The price of coffee in its crude form has plummeted to an all-time low, half of what it sold for last year. This sudden drop is due to the excess of coffee in the world market, in large part because of an IMF and World Bank loan to Vietnam to start producing coffee there. For the families of Nuevo San Jose, this economic situation makes it difficult to put food on the table. The father of the family I stayed with would leave each morning at five o’clock looking for work. Some days he would find a day job harvesting potatoes or corn on other people’s land and earn thirty-five quetzales for the day. After paying six quetzales for transportation too and from the fields, he was left with twenty-nine quetzales, approximately four dollars, to support his wife, parents, and four kids.
Their one year-old baby, Maria Roxana is severely malnourished and couldn’t even sit up yet. Her mother got an infection just after giving birth and couldn’t breast feed the baby while she was in hospital so they have to bottle-feel her with expensive powdered milk. What they can afford to buy weekly in milk for the baby is supposed to last only two or three days, so what they give her has to be overly watered down.
Despite their current economic reality, the people of Nuevo San Jose were incredibly inspiring. Even though they appear to have nothing, they are some of the most generous people I have met. Recently they allowed another tiny community, Nueva Vida, with a similar story to their own, to move onto the land right next to them. The original community realizes that these new people are even worse off than they are and have been very giving of what little they have.
 
While I was in Nuevo San Jose, I spent a lot of time in the two-classroom elementary school helping the kids read, teaching them songs and now to fold paper cranes. I think a lot about the future of those children. Will they have a chance to study passed the sixth grade? Will they stay in their community of leave to find work in the bigger towns and cities?  What I really wish for Nuevo San Jose is some way to sustain them economically. Unfortunately, their government, like most, tends to support large corporate interests over small and medium producers. It is difficult for poor people to get access to land, credit and fair markets. I think that social change globally will have to come from the people ourselves, as we change our societal and consumer values.
One way that we can directly support sustainable development and social change in developing countries is by choosing fair trade alternatives over mainstream brands.
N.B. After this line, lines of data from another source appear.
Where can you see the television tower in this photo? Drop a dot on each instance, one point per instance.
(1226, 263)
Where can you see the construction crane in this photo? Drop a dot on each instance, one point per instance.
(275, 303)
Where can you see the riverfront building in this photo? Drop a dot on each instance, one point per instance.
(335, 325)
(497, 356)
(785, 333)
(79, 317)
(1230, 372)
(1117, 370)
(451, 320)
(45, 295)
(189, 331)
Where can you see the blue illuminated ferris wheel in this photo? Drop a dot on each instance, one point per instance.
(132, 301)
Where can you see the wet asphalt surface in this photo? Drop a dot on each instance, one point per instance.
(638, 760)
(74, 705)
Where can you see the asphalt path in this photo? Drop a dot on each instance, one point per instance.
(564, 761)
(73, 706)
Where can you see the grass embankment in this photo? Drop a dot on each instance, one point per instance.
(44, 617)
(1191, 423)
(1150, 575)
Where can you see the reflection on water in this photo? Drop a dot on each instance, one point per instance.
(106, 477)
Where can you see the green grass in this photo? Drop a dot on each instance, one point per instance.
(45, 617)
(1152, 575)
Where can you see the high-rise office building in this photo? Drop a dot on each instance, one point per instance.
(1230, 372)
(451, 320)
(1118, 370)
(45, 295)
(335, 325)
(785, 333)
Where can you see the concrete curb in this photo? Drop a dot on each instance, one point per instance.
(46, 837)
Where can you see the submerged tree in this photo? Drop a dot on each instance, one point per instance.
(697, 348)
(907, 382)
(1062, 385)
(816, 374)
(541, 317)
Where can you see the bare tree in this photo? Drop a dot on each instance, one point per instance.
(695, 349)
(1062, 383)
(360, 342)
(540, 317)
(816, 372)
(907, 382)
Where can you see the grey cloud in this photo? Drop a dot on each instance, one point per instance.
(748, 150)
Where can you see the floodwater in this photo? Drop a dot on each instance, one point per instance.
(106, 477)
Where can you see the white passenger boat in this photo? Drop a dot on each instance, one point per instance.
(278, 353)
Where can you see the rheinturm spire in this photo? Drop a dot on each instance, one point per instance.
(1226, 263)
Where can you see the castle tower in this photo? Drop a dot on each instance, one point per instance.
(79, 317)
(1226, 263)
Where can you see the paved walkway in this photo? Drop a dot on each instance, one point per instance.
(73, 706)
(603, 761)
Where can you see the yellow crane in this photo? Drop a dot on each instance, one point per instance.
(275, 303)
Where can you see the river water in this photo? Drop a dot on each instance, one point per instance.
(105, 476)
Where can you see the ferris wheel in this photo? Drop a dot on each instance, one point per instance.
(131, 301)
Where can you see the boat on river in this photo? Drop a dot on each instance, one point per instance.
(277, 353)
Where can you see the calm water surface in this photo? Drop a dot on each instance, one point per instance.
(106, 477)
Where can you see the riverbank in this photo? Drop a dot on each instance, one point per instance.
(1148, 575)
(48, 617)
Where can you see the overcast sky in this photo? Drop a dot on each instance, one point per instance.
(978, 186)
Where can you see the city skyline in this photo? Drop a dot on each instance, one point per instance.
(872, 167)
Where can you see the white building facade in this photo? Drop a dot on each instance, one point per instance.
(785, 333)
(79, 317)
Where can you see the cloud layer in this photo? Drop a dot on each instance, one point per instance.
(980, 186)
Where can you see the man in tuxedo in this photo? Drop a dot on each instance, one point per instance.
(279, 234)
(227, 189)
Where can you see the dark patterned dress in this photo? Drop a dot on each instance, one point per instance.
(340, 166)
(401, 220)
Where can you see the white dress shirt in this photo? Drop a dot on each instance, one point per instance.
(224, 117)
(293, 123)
Take coffee as an example: buying fair trade coffee means that you are supporting coffee cooperatives that are collectively owned and run by the workers instead of by a large landowner. These workers receive a much better wage for their labor one that they can actually live on – such as $1.25 per pound instead of 50 cents. Fair Trade often means that it is grown organically. This is not only better for the workers and the consumer but is also more sustainable environmentally. Organic shade grown coffee often means that forest is not destroyed in the process, as the natural canopy provides shade for the coffee plants and predator insects to control pests.

I visited textile, agricultural, and many other cooperatives in Central America. Cooperative provides a local support network economic, physical, and emotional well being. Poor people pool their resources to provide emergency health funds, create educational workshops to combat domestic violence, and meet together regularly to talk about how they want to develop. What I loved most about these cooperatives is that they are building strong communities that challenge hegemonic models of development as well as traditional class and gender relationships. With all odds against them, through natural disasters, neo-liberal economic policies, a history of US supported war and military intervention, they and living our ideals of democracy equality, and justice.
I feel lucky to have learned so much from the people of Central America. They have given me the great gift of friendship and the inspiration to maintain international solidarity with them. Though I miss being with there in the campo, sharing stories and making fresh tortillas, I am excited to share what I learned from about the importance of community, sustainable development, and social change.